The Netherlands gambling regulatory authority, better known as Kansspelautoriteit (KSA), has announced that the launch of the ‘Dutch Online Gambling Act’ (KOA Act) in the regulated market has been delayed for one additional month and is scheduled for the 1st of October, 2021.

This decision comes after an intervention by Sander Dekker, who is the Dutch Minister for Legal Protections and has been tasked with supervising the implementation of the KOA Act. Just Yesterday, Dekker told the Kamer that the KOA Act needed a one-month delay to tweak the technical requirements concerning the launch of the regulated market place.

Dekker’s decision will see the launch of the KOA Act licensing window be pushed back to the 1st of April 2021, with the official opening of Dutch iGaming market supposed to take place on 1 October. The intervention is not the first, but the third delay in the launch of the KOA Act, which was initially scheduled to pass into law on 1 July 2021.

Back in November 2019, having already agreed on final frameworks, Dekker approved a series of last-minute alterations in order to fortify operator compliance requirements and provide the KSA with more controls to protect the market against unlicensed operators. Dekker highlighted, in his statement to the Kamer, the significance of launching the marketplace with all licensed operators providing direct access to ‘CRUKS’ – the Netherlands’ new gambling self-exclusion scheme, which is operated by KSA.

Dekker also answered to two different KOA motions which were addressed by opposition ministers.

Madeleine Van Toorenburg, a representative of the Christian Democrats, questioned whether the government would call for the development of EU-wide laws that will undoubtedly protect member states’ markets against illegal operators.

Dekker replied to that by saying that under the current EU-laws, gambling policy required no common harmonisation on policies nor standards, with member states allowed to individually inaugurate their own gambling laws and market requirements. As such, the development of EU-safeguards would be quite difficult to take on. Despite that, Dekker said that the KSA had played a huge role in raising standards through its drafting of the KOA Act.

In the meantime, Green Party representative Niels Van den Berge wondered whether the government held any European comparisons on how state-run lotteries would be affected by the launch of a regulated online marketplace.

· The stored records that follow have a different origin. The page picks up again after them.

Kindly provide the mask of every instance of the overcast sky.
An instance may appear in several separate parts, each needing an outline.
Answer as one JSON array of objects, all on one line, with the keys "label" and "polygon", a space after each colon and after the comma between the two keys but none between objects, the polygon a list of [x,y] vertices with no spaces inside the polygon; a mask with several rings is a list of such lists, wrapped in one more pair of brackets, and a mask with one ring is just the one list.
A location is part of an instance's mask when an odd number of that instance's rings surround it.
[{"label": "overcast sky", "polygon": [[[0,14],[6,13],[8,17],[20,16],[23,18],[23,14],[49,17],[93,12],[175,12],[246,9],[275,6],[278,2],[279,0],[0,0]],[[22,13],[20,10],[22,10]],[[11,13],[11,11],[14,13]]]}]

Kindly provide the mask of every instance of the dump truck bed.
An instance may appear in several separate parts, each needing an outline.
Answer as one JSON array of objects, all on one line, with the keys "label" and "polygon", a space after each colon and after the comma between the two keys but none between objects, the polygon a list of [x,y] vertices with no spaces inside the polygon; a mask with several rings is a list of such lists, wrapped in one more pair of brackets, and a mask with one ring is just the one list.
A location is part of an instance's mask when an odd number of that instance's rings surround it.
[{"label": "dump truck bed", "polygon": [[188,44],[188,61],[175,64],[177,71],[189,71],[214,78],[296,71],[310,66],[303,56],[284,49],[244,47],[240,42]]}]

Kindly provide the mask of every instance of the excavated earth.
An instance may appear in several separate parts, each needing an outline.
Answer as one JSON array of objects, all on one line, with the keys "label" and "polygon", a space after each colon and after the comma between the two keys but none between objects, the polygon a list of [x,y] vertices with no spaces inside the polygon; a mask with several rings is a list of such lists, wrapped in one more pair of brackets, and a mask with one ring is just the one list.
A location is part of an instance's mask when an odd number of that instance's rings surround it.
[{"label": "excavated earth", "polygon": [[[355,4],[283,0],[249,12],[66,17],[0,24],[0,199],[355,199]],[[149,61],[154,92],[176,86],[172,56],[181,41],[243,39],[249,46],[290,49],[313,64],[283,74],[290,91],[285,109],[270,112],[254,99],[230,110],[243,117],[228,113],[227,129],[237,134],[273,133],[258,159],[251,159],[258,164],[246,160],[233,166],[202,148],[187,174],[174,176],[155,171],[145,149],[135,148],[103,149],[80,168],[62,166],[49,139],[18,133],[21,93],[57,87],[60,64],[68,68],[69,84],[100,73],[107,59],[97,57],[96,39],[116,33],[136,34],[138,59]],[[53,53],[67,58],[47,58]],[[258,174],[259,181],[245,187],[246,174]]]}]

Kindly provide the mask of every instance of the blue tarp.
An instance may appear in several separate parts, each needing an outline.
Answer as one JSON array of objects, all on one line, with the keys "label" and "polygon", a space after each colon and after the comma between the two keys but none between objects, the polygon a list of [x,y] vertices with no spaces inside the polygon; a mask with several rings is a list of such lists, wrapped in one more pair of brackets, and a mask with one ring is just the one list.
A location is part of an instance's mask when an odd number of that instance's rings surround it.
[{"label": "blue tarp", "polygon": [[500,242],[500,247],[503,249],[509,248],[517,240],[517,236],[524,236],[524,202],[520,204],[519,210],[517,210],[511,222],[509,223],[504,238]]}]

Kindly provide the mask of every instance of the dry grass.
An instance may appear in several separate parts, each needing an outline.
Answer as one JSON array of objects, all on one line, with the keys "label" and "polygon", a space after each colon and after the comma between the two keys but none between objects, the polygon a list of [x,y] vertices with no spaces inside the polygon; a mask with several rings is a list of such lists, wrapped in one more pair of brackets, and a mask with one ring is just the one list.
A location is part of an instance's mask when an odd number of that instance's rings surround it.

Dekker answered by acknowledging that an evaluation has been carried out as part of the government’s research into launching the KOA Act. However, the minister presented caution in setting off the Dutch state lottery’s future performance against ‘mature markets’.

The minister also shed light on the UK and Norway markets, naming these as two examples of countries that had launched online gambling regimes and maintained the performance of lottery sales for good causes. Protecting lottery performance was underlined as a main goal of a successful launch, as Dekker and the KSA are actively trying to avoid the situations seen in Italy and Denmark, where lottery sales were immediately impacted by market launch.